Asosiasi Penyelenggara Jasa Internet Indonesia (APJII) mencatat sekitar 55 juta orang di Indonesia belum dapat mengakses internet. Angka itu setara dengan sekitar 20% dari total penduduk.

Ketua Umum APJII Muhammad Arif menyebut pengembangan internet di Indonesia masih terkendala belum meratanya infrastruktur telekomunikasi. Padahal, saat ini terdapat sekitar 1.320 penyedia layanan internet.

Menurutnya, pemerataan akses internet juga menghadapi hambatan biaya pemasangan dan pemeliharaan infrastruktur yang tinggi. Selain itu, terdapat tantangan untuk menjangkau wilayah tertentu, termasuk daerah tertinggal, terdepan, dan terluar (3T).

Di sisi lain, internet dinilai berperan penting bagi pelaku usaha mikro, kecil, dan menengah (UMKM), terutama di tengah meluasnya pemasaran digital. Sejumlah pedagang, termasuk di pasar, memanfaatkan kanal daring seperti marketplace untuk memperluas jangkauan penjualan. Contohnya, penjual batik di kawasan Malioboro maupun toko grosir sembako yang membuka toko online sebagai upaya memperluas pemasaran.

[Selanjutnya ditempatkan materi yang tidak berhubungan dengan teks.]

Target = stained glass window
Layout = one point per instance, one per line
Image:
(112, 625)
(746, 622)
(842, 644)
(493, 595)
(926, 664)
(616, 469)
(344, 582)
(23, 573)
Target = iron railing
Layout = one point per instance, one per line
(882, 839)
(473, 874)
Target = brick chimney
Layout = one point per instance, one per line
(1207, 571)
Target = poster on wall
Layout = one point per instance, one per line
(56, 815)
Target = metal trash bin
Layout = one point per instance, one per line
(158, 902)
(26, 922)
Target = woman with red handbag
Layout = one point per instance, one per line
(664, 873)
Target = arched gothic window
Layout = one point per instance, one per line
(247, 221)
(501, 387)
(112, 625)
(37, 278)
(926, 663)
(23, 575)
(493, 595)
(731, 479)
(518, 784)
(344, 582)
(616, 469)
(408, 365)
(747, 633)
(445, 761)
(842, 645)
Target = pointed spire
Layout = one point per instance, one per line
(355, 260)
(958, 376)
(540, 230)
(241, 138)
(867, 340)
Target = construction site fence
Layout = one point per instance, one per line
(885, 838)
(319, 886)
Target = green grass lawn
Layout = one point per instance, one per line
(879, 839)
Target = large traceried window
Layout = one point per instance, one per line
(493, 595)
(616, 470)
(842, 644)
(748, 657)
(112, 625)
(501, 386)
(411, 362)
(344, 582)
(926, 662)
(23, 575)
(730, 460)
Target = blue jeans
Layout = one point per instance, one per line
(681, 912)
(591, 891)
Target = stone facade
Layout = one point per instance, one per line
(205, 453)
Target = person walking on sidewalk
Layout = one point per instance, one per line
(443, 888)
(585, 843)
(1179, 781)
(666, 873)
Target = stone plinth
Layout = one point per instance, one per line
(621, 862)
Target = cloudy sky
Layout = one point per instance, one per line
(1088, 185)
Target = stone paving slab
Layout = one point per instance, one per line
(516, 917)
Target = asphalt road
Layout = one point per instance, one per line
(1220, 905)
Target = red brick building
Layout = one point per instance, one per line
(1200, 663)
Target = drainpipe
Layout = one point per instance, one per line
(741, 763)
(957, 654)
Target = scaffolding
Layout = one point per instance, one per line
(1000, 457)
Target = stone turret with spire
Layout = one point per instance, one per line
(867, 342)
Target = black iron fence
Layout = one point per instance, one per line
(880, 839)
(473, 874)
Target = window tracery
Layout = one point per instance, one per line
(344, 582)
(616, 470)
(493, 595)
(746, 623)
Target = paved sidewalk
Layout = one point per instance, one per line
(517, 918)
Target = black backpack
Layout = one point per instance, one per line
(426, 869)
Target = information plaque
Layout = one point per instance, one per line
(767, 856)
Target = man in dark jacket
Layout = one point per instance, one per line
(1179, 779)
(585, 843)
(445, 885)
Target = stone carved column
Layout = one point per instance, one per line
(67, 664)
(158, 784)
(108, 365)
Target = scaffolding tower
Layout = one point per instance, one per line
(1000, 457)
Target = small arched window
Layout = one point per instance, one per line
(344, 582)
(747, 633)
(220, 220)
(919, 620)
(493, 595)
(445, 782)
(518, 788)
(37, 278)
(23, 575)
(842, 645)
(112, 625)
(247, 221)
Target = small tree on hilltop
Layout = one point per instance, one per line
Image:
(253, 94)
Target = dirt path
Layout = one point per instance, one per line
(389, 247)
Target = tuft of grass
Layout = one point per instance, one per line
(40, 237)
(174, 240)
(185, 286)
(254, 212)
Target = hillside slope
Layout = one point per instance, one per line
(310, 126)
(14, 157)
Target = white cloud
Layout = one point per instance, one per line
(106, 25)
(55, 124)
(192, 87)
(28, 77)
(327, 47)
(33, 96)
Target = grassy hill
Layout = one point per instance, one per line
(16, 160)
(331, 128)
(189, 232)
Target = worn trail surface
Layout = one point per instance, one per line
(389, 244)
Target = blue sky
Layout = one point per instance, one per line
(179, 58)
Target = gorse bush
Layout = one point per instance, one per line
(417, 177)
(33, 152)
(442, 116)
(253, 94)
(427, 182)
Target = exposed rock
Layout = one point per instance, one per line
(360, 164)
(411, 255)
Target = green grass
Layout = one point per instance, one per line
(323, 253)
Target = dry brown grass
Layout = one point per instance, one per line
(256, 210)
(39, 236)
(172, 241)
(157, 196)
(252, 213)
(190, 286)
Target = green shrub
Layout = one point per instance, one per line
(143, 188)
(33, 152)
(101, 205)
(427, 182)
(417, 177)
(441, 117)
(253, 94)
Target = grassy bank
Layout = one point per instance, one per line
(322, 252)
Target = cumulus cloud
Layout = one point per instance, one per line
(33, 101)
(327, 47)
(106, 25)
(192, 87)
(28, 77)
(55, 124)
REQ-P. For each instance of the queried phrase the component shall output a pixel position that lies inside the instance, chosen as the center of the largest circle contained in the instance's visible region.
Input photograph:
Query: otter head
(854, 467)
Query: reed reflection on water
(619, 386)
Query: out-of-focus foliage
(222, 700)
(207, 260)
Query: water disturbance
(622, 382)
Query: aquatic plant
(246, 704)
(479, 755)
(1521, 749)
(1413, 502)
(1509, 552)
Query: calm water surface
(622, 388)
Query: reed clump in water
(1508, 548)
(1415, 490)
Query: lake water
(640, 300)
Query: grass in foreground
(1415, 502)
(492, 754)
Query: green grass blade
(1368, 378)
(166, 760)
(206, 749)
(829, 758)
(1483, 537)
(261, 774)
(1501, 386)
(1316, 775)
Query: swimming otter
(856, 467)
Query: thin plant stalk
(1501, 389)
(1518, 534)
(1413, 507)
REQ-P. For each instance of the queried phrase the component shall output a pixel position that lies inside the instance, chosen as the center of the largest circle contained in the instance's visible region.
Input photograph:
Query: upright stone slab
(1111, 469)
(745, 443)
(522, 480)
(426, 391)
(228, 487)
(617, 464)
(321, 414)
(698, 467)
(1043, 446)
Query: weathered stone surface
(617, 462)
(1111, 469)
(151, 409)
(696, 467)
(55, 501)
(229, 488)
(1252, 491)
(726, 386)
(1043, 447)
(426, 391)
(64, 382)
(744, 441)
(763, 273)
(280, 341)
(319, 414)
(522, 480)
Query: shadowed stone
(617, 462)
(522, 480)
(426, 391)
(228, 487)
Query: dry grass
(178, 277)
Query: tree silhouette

Internet juga memungkinkan pelaku usaha mempromosikan produk melalui cara yang lebih sederhana, misalnya dengan memotret barang lalu mengunggahnya ke media sosial atau aplikasi pesan. Praktik ini memperlihatkan bagaimana akses internet dapat menjadi salah satu kebutuhan penting bagi UMKM yang ingin bertahan dan berkembang di era digital.